Supreme Court Vacancy: Go Big or Go Home
Throughout the 2016 Presidential primary season, anticipated vacancies on the Supreme Court remained a major issue for voters in both major political parties. Some campaigns made it their highest priority to convince primary voters that the respective candidates could be counted on to appoint conservative jurists. Donald Trump, in an effort to assuage skeptical conservative primary voters of his commitment to the pro-life cause and conservative social positions in general released lists filled with various conservative judges, legal scholars, and even sitting Senators.
This strategy proved effective. While he has sometimes been ambiguous on the need to stick to his list by offering multiple versions, Trump’s surprising success at attracting evangelical voters in early caucus and primary states speaks for itself. The inherent specificity of the promise underlying the Trump campaign’s lists (i.e. here are the names of people you can research and learn their conservative credentials for yourself) accomplished a necessary task: It helped induce those reluctant hold-out voters to take a leap of faith on Trump despite his character flaws and history supporting many liberal policies and politicians. In this way, one could theoretically reconcile voting for Trump and voting one’s conscience.
An ABC News exit poll found that 21 percent of all general election voters ranked Supreme Court appointments as “the most important” factor behind their choice. Trump won these voters by a wide margin, 57 to 40 percent. A similar trend emerged in close Senate races nationally. Because the Senate has a constitutionally prescribed role in confirming appointments to the Court, a majority of Republicans and independents still supported the GOP candidates down-ballot. That trend also meshed well with the internal logic of those reluctant Trump voters, who doubted that Trump and Republican Senators could respectively select and confirm an ideologically consistent conservative appointee in a Democrat-controlled Senate. This belief typically stems from the aggressive and controversial confirmation hearings of Robert Bork and Clarence Thomas.
Then again, conservatives have learned that controlling the White House and Senate does not guarantee the nominee will rule as they hope once on the Court. Many Republicans were surprised when Chief Justice John Roberts (appointed by George W. Bush and confirmed by a GOP-led Senate in 2005) switched positions on a legal challenge to Obamacare in National Federation of Independent Business v. Sebelius (2012). Some observers concluded that Roberts’ decision to uphold the constitutionality of the Affordable Care Act’s individual mandate under Congress’s taxing power (rather than the broader interstate commerce clause rationale) demonstrated a shrewd balancing of political interests to protect his own legacy from partisan criticism. But to the average conservative base voter, it was perceived as a betrayal and continued to overshadow his generally conservative record on the bench.

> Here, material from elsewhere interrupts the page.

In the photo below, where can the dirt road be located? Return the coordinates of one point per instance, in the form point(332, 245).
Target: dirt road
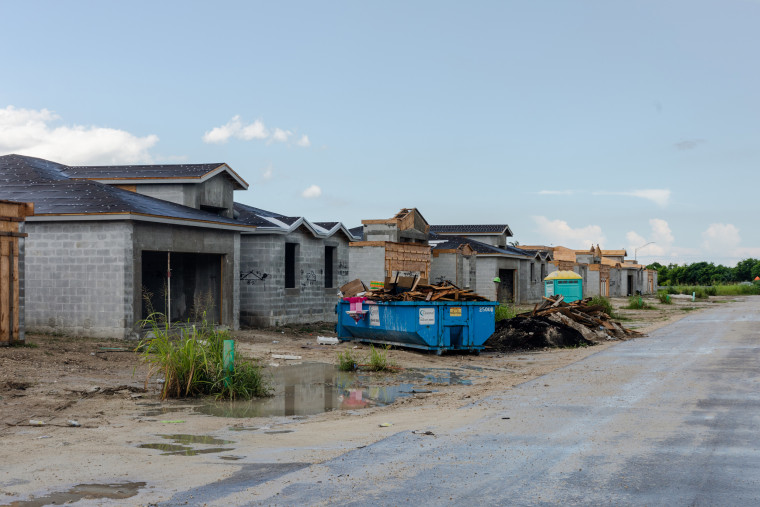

During the final months before the presidential election, many reliable pollsters believed that Trump had a low chance of winning and that the Democrats were the favorites to win the Senate. According to Trump, he and his campaign privately believed the polls were probably accurate. Some Party insiders suggested Senate Republicans confirm President Obama’s appointee, Judge Merrick Garland. They maintained that, with Hillary Clinton’s victory certain, replacing a conservative on the Court with a swing vote Justice in the mold of Anthony Kennedy was preferable to the more solidly progressive jurists Clinton would likely nominate. While seemingly reasonable under the circumstances, part of that calculation proved incorrect. Republicans’ worst fears did not materialize. Since mid-December, Trump has promised to announce his choice “very soon.” Advisers say the name will be revealed any day now.
Given that the first Court vacancy to fill is that left by famous conservative Justice Antonin Scalia, the political stakes are particularly high for Republicans. Common phrases convey the Republican standard for high court appointees as whether the person under consideration is devoted to “preserving the rule of law,” “understands that the Court’s jurisdiction is limited to interpreting law rather than making policy, eschews judicial activism and respects constitutional separation of powers,” and the like. These all share a theme of articulating a conservative jurisprudential approach for the country’s highest court. Other conservative judicial criteria include whether the appointee favors a “textualist” method of constitutional interpretation.
Overall, the underlying message is that, when the time comes, the judge will also increase the likelihood that the landmark holding in Roe v. Wade (1973) will be overturned. Republicans’ Senate majority practically assures confirmation. There is little excuse for failing to deliver a nominee who voters believe would make Scalia proud. If Republicans botch the appointment to fill Scalia’s seat, it will handicap support for Trump and the new Congress’s governing agendas right out of the gate.